Vite, je transmets la bonne nouvelle. Bangui nous fait savoir qu'un camion d'essence partira le plus tôt possible pour nous ravitailler. Dans cinq à six heures, empruntant la piste survolée, il sera là. Tout le monde est déjà à terre, heureux de s'en être tiré à si bon compte. François inspecte sa machine, qui n'a aucunement souffert. Le père Jules émerge des hautes herbes ; il est allé reconnaître la piste en vue du décollage.

— Vous qui êtes chasseur, c'est plein de pintades par ici. J'en ai vu deux s'envoler là, à quelques mètres. Je ne me tiens plus de joie. Des pintades sauvages si près ! Mais ...

— M. M ..., c'est l'occasion de dérouiller les mousquetons, et puis, ici, pas de gendarmes !

— Eh là ! eh là ! enragé comme vous êtes, n'allez pas tuer un nègre !

François, à qui on a raconté pas mal d'histoires d'anthropophages, a déjà sorti les fusils. J'en inspecte rapidement un, deux chargeurs dans la poche, et en route ! À ma première ouverture, je n'étais certes pas plus heureux. Les fauves ? et allez donc, à moi tout seul j'arrêterais bien un troupeau d'éléphants. Passion de la chasse, folie des passions. Heureusement pour moi, c'est un gibier moins dangereux qui s'élève et va se percher cent mètres plus loin, dans les branches d'un espèce de sycomore. Du premier coup d'oeil, je les ai reconnues : deux grosses pintades rousses. Ah ! si j'avais eu un 12 et du plomb de 4.

— J'entreprends une approche de Sioux vers l'arbre, que je ne quitte pas des yeux. Il est très difficile d'avancer en dehors de la piste, où le sol devient marécageux, parmi d'immenses herbes extrêmement drues et coupantes. Si quelque grosse bête se levait à grand fracas là dedans, je ne serais pas fier ! J'avance péniblement, irrésistiblement. Me voilà à l'orée d'une clairière. Le grand arbre est au milieu, à une cinquantaine de mètres.
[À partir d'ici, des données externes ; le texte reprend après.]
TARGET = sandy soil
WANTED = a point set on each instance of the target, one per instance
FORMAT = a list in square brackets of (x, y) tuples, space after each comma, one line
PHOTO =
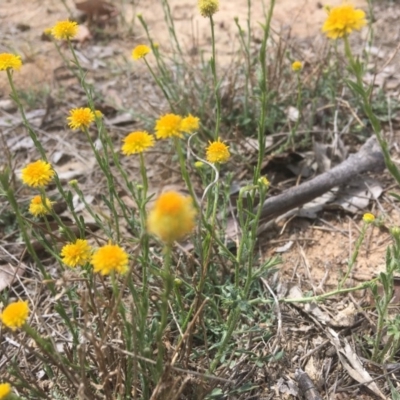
[(319, 254)]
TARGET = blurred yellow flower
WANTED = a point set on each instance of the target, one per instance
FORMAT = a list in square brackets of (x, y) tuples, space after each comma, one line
[(15, 315), (37, 208), (9, 61), (5, 390), (109, 258), (80, 118), (264, 181), (98, 114), (37, 174), (172, 217), (137, 142), (78, 253), (199, 164), (208, 7), (169, 125), (217, 152), (140, 51), (342, 20), (190, 124), (297, 66), (65, 30), (368, 218)]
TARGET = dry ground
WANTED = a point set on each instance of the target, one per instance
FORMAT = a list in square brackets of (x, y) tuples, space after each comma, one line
[(321, 246)]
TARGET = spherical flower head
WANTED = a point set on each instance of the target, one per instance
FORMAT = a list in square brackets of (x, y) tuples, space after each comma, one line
[(264, 181), (297, 66), (98, 114), (368, 218), (109, 258), (169, 125), (9, 61), (140, 51), (65, 30), (37, 208), (78, 253), (15, 315), (199, 164), (137, 142), (208, 7), (217, 152), (172, 217), (342, 20), (80, 118), (5, 390), (190, 124), (37, 174)]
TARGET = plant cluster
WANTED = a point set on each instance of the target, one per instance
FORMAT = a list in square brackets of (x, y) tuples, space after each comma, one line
[(135, 311)]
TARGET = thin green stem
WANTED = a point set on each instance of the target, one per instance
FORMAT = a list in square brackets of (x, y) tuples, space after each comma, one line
[(213, 64)]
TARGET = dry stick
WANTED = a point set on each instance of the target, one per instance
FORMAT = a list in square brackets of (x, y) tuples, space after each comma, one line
[(368, 158)]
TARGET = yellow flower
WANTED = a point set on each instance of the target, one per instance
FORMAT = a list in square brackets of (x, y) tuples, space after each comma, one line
[(37, 208), (368, 218), (140, 51), (217, 152), (264, 181), (297, 66), (98, 114), (15, 315), (342, 20), (78, 253), (208, 7), (108, 258), (5, 390), (199, 164), (169, 125), (190, 124), (37, 174), (9, 61), (137, 142), (172, 217), (65, 30), (80, 118)]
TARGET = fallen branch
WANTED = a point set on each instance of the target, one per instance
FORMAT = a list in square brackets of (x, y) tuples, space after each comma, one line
[(368, 158)]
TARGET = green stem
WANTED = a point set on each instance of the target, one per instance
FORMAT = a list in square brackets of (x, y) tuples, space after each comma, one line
[(324, 296), (216, 85), (264, 94)]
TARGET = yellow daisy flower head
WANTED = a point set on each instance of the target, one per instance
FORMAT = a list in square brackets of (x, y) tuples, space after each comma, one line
[(172, 217), (199, 164), (264, 181), (15, 315), (217, 152), (37, 174), (342, 20), (5, 390), (80, 118), (137, 142), (109, 258), (297, 66), (140, 51), (37, 208), (9, 61), (368, 218), (65, 30), (208, 7), (78, 253), (190, 124), (169, 125)]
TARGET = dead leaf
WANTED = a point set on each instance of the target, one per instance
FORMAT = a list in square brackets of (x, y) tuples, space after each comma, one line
[(352, 364)]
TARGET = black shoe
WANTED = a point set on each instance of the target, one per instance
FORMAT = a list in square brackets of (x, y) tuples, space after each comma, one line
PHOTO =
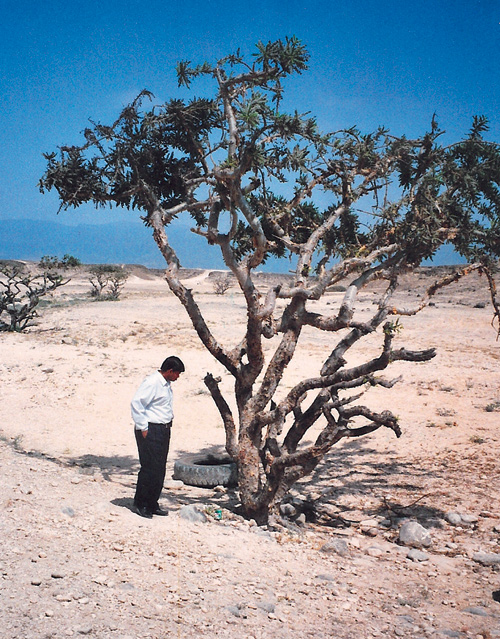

Aussitôt j'aperçois une de mes pintades, à mi-hauteur, près du tronc. Elle paraît attentive. Sans doute ai-je fait du bruit dans les hautes herbes. Je ne puis avancer davantage. L'autre pintade est plus haut, mal placée. Je vais essayer d'avoir la première. Un arbuste me sert d'écran et d'appui. La hausse réglée, je vise soigneusement ... Pan ! La grosse boule a dégringolé. Course de triomphe vers ma première pintade, ma première victime en Afrique centrale. L'oiseau est là, je le trouve énorme. La balle l'a traversé au niveau du cœur. Je suis fou de joie.

Pourtant, c'est apparemment calme et détaché que j'arrive à l'avion. Eux qui ne sont pas chasseurs, n'est-ce pas, ils ne comprendraient pas. Le père Jules, un sourire aux lèvres, m'attend.

— Sacré radio, tire-t-il les oiseaux-mouches au vol avec un mousqueton ?

Eh bien, tiens ! je lui en bouche un coin, au vieux blédard. Ma chasse n'a pas duré un quart d'heure. Félicitations, ralliement instantané de mon ami François au noble sport de saint Hubert, commentaires des passagers sur l'accommodage éventuel du volatile.

Et quelques heures plus tard, ravitaillés en essence, nous décollons, non pas sans avoir vu quelques-uns des sauvages craintifs du coin, vêtus, sans doute en notre honneur, d'une branche toute fraîche passée dans une ceinture de lianes.

À présent, lorsque je survole ces régions de trois ou quatre mille mètres, à bord d'un de ces puissants quadrimoteurs modernes qui n'ont plus rien du charme de l'aviation d'hier, je pense quelquefois à cette aventure, à d'autres qui ont suivi. Mais les occasions de chasser dans ces contrées merveilleuses sont beaucoup plus rares. Et dimanche, tout près de Paris, dans notre chasse de cent hectares, je serais tout de même bien heureux de tirer une bécasse.

E, A.,

novembre 1949.

(1) Cette erreur est actuellement impossible. Les appareils modernes possèdent des jaugeurs précis et des courbes de consommation bien établies.